Selon son raisonnement les quintuples champions du monde partent largement favoris, une évidence qu’il conforte en ces termes : « Déjà il faut accepter le fait que l’équipe B du Brésil est largement supérieur à l’équipe A du Sénégal, sur le papier en tous cas. Il ne faudrait pas oublier que le Brésil prépare la prochaine coupe du monde 2022. Donc quel que soit le onze proposé par la Seleção, il sera meilleur que celui du Sénégal… Le coach Brésilien ne va pas jouer avec une équipe bis, ils ne courront pas le risque de subir une défaite contre le Sénégal, ils vont aligner une très bonne équipe » prévient-il…

Aliou Cissé face à l’équation Brésilienne, participer ou jouer la gagne ?

Il faudra exister dans ce duel qui s’annonce un peu déséquilibré, en tous cas sur le papier. Ce qui fait dire à l’expert qu’il faudra pour Aliou Cissé et son staff, trouver le bon système pour contrarier les plans de jeu adverses. « Pour le Sénégal, il faut surtout retenir qu’on n’est pas là pour le résultat final. L’avantage de ce match pour les « Lions » c’est de s’adapter aux Brésiliens, et essayer de les contenir au maximum. Il faudra qu’Aliou Cissé trouve la bonne formule pour permettre à son équipe de tenir le rythme du match, d’exister dans cette rencontre. On doit exister dans ce match au risque d’être laminé. Il faudra donc éviter de jouer avec un bloc bas au risque d’être acculé pendant 90 minutes. Les Sénégalais ont tout le temps réclamé des matches amicaux de taille, mais ce n’est pas si simple que ça à décrocher. » Une position que ne partagera peut-être pas le public Sénégalais, voire le staff de Cissé. Une chose est sûre, peu importe le résultat de la partie, qu’il soit un retentissant succès ou un cinglant revers, il comptera forcément, pour les deux sélections, au moment du bilan.

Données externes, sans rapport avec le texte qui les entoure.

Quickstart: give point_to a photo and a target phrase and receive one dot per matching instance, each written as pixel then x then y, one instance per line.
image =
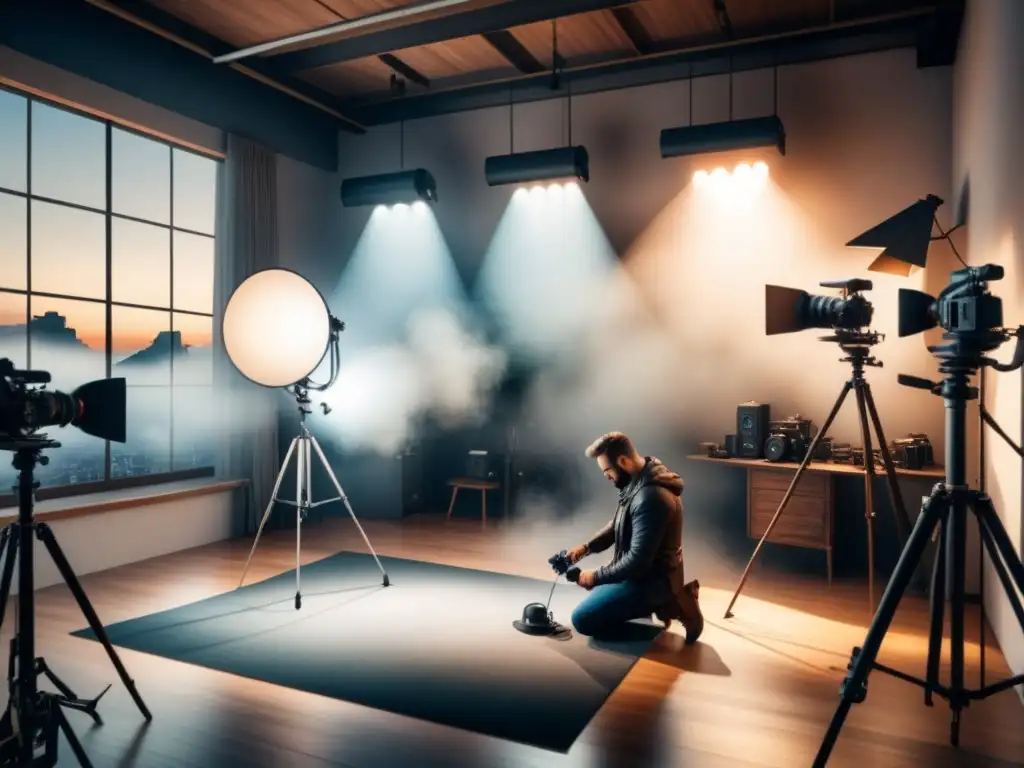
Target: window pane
pixel 13 331
pixel 196 366
pixel 68 157
pixel 141 345
pixel 68 340
pixel 193 272
pixel 13 142
pixel 69 251
pixel 13 240
pixel 195 435
pixel 140 263
pixel 147 449
pixel 140 177
pixel 195 192
pixel 14 346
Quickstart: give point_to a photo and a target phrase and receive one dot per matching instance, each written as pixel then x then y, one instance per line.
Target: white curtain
pixel 246 243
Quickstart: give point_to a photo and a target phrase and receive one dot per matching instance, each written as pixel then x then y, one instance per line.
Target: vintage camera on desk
pixel 714 451
pixel 912 452
pixel 788 439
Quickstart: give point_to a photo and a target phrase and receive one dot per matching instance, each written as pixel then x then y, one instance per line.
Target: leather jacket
pixel 646 529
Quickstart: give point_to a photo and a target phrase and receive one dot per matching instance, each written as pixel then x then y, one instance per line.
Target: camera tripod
pixel 303 446
pixel 35 718
pixel 946 509
pixel 857 346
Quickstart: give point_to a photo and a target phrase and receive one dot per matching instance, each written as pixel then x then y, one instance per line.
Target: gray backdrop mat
pixel 437 645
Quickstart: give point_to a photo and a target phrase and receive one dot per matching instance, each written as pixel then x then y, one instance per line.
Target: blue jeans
pixel 609 606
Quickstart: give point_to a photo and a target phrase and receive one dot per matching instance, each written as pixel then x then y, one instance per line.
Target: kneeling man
pixel 645 574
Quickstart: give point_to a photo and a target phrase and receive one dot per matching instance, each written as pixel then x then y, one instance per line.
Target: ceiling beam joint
pixel 403 70
pixel 513 51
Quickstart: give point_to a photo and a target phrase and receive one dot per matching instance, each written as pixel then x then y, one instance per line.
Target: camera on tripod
pixel 912 452
pixel 96 408
pixel 788 439
pixel 563 566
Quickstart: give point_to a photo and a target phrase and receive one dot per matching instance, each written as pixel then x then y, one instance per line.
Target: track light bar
pixel 736 134
pixel 388 188
pixel 544 165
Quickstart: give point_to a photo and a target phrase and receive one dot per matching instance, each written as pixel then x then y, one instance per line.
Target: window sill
pixel 113 501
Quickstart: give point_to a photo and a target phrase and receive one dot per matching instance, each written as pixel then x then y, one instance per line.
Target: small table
pixel 472 484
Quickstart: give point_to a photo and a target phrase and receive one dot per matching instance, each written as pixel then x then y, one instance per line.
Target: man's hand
pixel 578 553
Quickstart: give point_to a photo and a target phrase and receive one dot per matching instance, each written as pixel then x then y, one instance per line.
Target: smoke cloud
pixel 440 369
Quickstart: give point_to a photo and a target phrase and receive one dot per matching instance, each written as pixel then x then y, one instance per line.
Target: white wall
pixel 988 167
pixel 107 540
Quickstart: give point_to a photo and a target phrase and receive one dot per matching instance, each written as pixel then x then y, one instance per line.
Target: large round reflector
pixel 276 328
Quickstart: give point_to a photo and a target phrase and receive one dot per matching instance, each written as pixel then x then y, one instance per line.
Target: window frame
pixel 8 499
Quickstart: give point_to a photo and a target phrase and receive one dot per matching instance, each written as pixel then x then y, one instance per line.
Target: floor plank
pixel 758 690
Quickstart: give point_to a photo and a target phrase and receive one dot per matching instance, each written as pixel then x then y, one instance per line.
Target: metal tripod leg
pixel 269 507
pixel 865 435
pixel 986 514
pixel 895 494
pixel 854 688
pixel 46 537
pixel 8 546
pixel 938 604
pixel 788 493
pixel 344 500
pixel 303 484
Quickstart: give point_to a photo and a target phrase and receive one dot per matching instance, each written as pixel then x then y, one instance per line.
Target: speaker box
pixel 413 491
pixel 752 429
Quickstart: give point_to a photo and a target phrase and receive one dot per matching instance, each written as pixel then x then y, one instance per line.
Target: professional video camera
pixel 563 566
pixel 972 320
pixel 971 316
pixel 790 309
pixel 34 718
pixel 96 408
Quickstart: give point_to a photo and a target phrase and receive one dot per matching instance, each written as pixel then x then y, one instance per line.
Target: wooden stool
pixel 468 482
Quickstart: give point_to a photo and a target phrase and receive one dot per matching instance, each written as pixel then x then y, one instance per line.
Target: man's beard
pixel 623 478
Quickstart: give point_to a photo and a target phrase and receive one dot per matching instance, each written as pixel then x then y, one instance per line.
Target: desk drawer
pixel 805 521
pixel 812 483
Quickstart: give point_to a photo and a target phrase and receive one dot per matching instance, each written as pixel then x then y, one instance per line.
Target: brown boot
pixel 689 609
pixel 685 608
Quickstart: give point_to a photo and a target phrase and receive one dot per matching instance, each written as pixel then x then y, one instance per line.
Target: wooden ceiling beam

Un parfait baromètre pour les « Lions », un leadership à confirmer…

Malgré une finale perdue lors de la finale de la CAN 2019, contre l’Algérie (1-0), le Sénégal reste l’actuel meilleur pays Africain au classement FIFA (20emondial) un rang qui en fait, mine de rien, la meilleure sélection Africaine. Tenir tête ou battre à la sélection Brésilienne serait en soi un bel exploit, la validation de ce « leadership » sur le continent. Une position que partage largement le consultant Sénégalais qui voit dans cette affiche alléchante un examen de passage pour la Bande à Sadio Mané qui validerait un tant soit peu leur entrée dans l’élite. « Après le match il sera important de tirer un bilan. Lequel bilan devrait nous édifier sur la question de savoir : Est-ce que le Sénégal est prêt franchir un palier décisif dans les grandes compétitions comme la coupe du monde par exemple. Cette rencontre nous permettra de voir si la sélection Sénégalaise peut côtoyer le niveau international. Un bon résultat contre le Brésil confirmerait le rang des « Lions » au niveau continental. »

Pour assister à ce choc inédit entre deux des meilleures actuelles équipes au monde, à Singapour ce 10 octobre, à 12h00 GMT, il faudra casser sa tirelire. Les billets qui ont été vendus comme des petits pains, s’échangent contre 50 à 300 dollars US (30 000 à 180 000 Fcfa environ) de belles sommes pour avoir le privilège de voir les stars briller sur la pelouse du Stade international de Singapour.